The Limits of Attitude
The largest German rock festival has a fundamental problem: the band Pantera was uninvited because of their alleged fascist attitude. Now another big band is up for discussion. Who is still allowed to play on the former Zeppelinfeld and at the Nürburgring?
“The fiction reveals the truth,” reads the opening credits of a video by Las Vegas band Five Finger Death Punch. The quote comes from Ralph Waldo Emerson, who dreamed as early as the 19th century that America would find its way back to itself and its old greatness.
In Five Finger Death Punch, America is groaning under the dictatorship of communism and the pandemic: those who reject the system end up in labor camps, those who wear masks are given orders of conformists, zombies hoard toilet paper. At the end of “Living the Dream”, the video for the song of the same name, the last patriots go into civil war. The news reports that America is waking up again. It’s all in the 2020 clip, from QAnon world conspiracy fantasies to so-called lateral thinking.
As connoisseurs say, 5FDP is now causing a stir in Germany. The rock band is booked for Rock am Ring and Rock im Park, the big twin festivals on the first weekend in June on the Nürburgring and on the former Zeppelinfeld.

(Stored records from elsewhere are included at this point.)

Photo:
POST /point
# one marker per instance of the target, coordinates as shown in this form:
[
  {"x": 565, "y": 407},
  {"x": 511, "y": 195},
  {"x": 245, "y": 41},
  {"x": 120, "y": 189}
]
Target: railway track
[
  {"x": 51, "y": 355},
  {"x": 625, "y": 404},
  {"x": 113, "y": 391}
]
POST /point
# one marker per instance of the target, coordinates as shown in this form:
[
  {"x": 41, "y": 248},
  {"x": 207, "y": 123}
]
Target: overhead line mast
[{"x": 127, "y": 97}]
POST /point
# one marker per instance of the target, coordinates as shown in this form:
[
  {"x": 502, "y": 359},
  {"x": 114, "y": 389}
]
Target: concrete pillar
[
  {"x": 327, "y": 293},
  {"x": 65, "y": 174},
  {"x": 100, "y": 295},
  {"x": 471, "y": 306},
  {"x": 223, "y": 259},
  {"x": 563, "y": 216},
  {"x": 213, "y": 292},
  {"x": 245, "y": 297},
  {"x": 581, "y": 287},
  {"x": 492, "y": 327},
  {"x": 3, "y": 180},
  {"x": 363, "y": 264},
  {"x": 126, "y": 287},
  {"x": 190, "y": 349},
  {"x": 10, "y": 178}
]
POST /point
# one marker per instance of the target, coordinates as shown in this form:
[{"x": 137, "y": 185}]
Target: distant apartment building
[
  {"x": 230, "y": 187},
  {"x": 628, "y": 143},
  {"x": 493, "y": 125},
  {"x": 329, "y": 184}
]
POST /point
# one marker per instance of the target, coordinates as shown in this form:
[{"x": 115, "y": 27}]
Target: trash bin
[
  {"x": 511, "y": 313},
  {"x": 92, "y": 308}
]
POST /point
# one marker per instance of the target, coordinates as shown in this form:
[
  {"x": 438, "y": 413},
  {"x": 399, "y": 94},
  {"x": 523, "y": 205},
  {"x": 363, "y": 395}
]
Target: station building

Concerned cardholders, local politicians and uninvolved music lovers are calling for 5FDP to be canceled – just like Pantera. Rock am Ring and Rock im Park uninvited the band from Texasbecause there is video evidence of a Hitler salute on stage from 2016.
The Toten Hosen have made an official statement about this, and they are also on the festival posters: They couldn’t say anything about the attitude of Pantera; “We find the whole situation complicated and unfortunate.”
The Toten Hosen themselves have one or two older, complicated, unfortunate songs in their poison cupboard, such as “Ülüsü” about a Turkish lover, for whom the singer is ashamed. The history of rock is also the history of its embarrassing provocations, its adolescent poses and its mental accidents.
The whole of the present has become unhappy and complicated, and the old boundaries between ideologies are fluid. Everyone knows the punk next door who refuses to be vaccinated and masked because he has never trusted the state and the system.
Cancel culture is a big word. At Rock am Ring and Rock im Park, however, the question simply arises as to what a festival can withstand in 2023 or who it is better to uninvite again. The organizers are responsible for the answers, nobody else.